Almeno sei persone, tra cui cinque civili, sono state uccise domenica in nuovi scontri tra i talebani e l’esercito pakistano nella città di confine di Spin Boldak, in seguito alle tensioni degli ultimi mesi nella zona.
Hayi Zaid, portavoce del governatore della provincia afghana di Kandahar, ha dichiarato all’emittente televisiva afghana Tolo TV che un talebano è stato ucciso e dieci feriti negli scontri, che hanno portato al ferimento di un militare pakistano. Anche cinque civili sono stati uccisi e altri 20 feriti.
Al momento non ci sono dettagli sulle cause degli scontri, che fanno seguito alla morte di un militare pakistano avvenuta a novembre in uno scambio di fuoco al valico di confine, che ha portato alla sua chiusura per più di una settimana.
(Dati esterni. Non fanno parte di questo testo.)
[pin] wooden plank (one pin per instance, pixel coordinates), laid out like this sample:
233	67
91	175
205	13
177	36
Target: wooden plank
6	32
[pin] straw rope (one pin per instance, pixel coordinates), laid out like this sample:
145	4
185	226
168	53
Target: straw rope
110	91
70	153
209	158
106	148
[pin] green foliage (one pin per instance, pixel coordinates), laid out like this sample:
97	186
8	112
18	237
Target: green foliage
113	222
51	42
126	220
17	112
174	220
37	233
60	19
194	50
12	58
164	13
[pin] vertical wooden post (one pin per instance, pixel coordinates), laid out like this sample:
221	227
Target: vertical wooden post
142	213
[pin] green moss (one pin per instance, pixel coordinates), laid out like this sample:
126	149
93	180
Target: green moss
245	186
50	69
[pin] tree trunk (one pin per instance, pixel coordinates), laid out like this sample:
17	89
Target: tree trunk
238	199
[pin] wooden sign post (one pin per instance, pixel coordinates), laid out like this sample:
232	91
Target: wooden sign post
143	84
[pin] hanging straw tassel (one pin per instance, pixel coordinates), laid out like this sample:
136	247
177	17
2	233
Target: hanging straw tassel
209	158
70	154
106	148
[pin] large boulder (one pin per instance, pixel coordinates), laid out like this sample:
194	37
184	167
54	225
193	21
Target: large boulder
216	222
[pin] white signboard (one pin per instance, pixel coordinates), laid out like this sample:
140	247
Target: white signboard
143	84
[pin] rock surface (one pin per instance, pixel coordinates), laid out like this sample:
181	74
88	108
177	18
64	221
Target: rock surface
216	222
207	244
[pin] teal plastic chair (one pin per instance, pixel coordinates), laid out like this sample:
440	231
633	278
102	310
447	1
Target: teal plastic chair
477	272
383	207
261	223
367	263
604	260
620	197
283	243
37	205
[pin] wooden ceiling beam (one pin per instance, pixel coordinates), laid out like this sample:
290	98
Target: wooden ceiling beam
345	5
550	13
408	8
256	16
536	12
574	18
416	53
La notizia arriva pochi giorni dopo un attacco all’ambasciata pakistana a Kabul e dopo che il gruppo armato Tehrik-e-Taliban Pakistan (TTP), noto come Talebani pakistani, ha annunciato la fine di una tregua annunciata nell’ambito di una serie di contatti con Islamabad mediati dai Talebani afghani.
A gennaio, le autorità afghane e pakistane hanno deciso di formare un comitato ministeriale congiunto per risolvere le controversie sulla Linea Durand, lunga 2.640 chilometri, che segna il confine tra i due Paesi.
La Linea Durand fu stabilita nel 1893 in seguito a un accordo tra l’allora segretario agli Esteri britannico in India, Mortimer Durand, e l’Amir afghano Abdur Rahman Khan per delineare le sfere di influenza.
Dopo l’indipendenza del Pakistan, Islamabad lo ha riconosciuto come confine con l’Afghanistan, anche se Kabul non ha fatto altrettanto. Questa linea di demarcazione divide le comunità pashtun e baloch che vivono su entrambi i lati del confine, dando luogo a controversie in entrambi i Paesi.